Naive i-j-k 1.19 N³ (baseline)
+ cache blocking 0.18 N³ (6.6× gain)
+ SIMD (NEON) 0.09 N³ (2.2× gain on top — 13.9× total)
─────────────────────────────────────────────────────────────────────
OpenBLAS equivalent ~0.005 N³ (remaining gap: ~18×)

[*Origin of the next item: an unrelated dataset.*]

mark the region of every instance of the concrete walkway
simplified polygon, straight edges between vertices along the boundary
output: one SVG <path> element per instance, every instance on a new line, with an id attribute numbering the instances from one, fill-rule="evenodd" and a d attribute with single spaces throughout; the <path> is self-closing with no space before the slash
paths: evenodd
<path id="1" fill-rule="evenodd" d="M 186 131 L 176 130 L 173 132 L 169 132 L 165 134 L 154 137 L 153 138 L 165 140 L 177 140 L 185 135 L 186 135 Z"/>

The remaining gap to OpenBLAS is closed by:

  1. Wider tiles — NEON's 2-doubles-wide register is half of AVX-256's 4; on x86 the gains would be proportionally larger.
  2. B panel packing — packing the B tile into a contiguous buffer before the k-loop eliminates stride penalties and enables prefetch.
  3. Software prefetch__builtin_prefetch hints load the next B tile into L1 while the CPU is computing the current one.
  4. Multithreading — OpenMP parallel for on the ii loop.

7. Key Takeaways

  1. SIMD turns a 4-iteration loop into one instruction. The register tile from week 7 was the right structure; it just needed vector width to pay off.
  2. AVX-256 and NEON have the same tile structure, different widths. AVX processes 4 doubles per FMA; NEON processes 2. The code is identical except for the intrinsic names and register counts.
  3. Compile-time dispatch keeps the API clean. Users call matmul_simd and get the best available backend without #ifdef scattered through application code.
  4. matvec is bandwidth-bound, not compute-bound. SIMD gives ~1.6× here because the bottleneck is memory bandwidth, not FLOPs. No amount of vectorisation can exceed memory bandwidth.
  5. FMA requires an explicit compiler flag on x86. -mfma enables the fused instruction encoding. Omitting it causes the compiler to emit separate MUL + ADD — same FLOP count, 2× instruction count.

8. Exercises

  1. On x86, compile matmul_simd with and without -mfma. Disassemble the inner loop with objdump -d. Count vfmadd instructions vs vmul + vadd pairs.
  2. Try a 2×8 register tile for AVX (2 rows, 8 columns = 2 YMM regs per row). Does it beat the 4×4 tile? What limits the tile height?
  3. Add a matmul_simd benchmark with block_size = 32. Does L1 vs L2 residency change the result now that the inner loop is SIMD-accelerated?
  4. Implement a SIMD dot for Vector using the same horizontal-reduce pattern from matvec_simd. Benchmark against the scalar dot.
  5. *(Advanced)* Add #pragma omp parallel for to the outer ii loop of matmul_simd. What speedup do you observe on 4 cores? Is it linear? What limits scaling?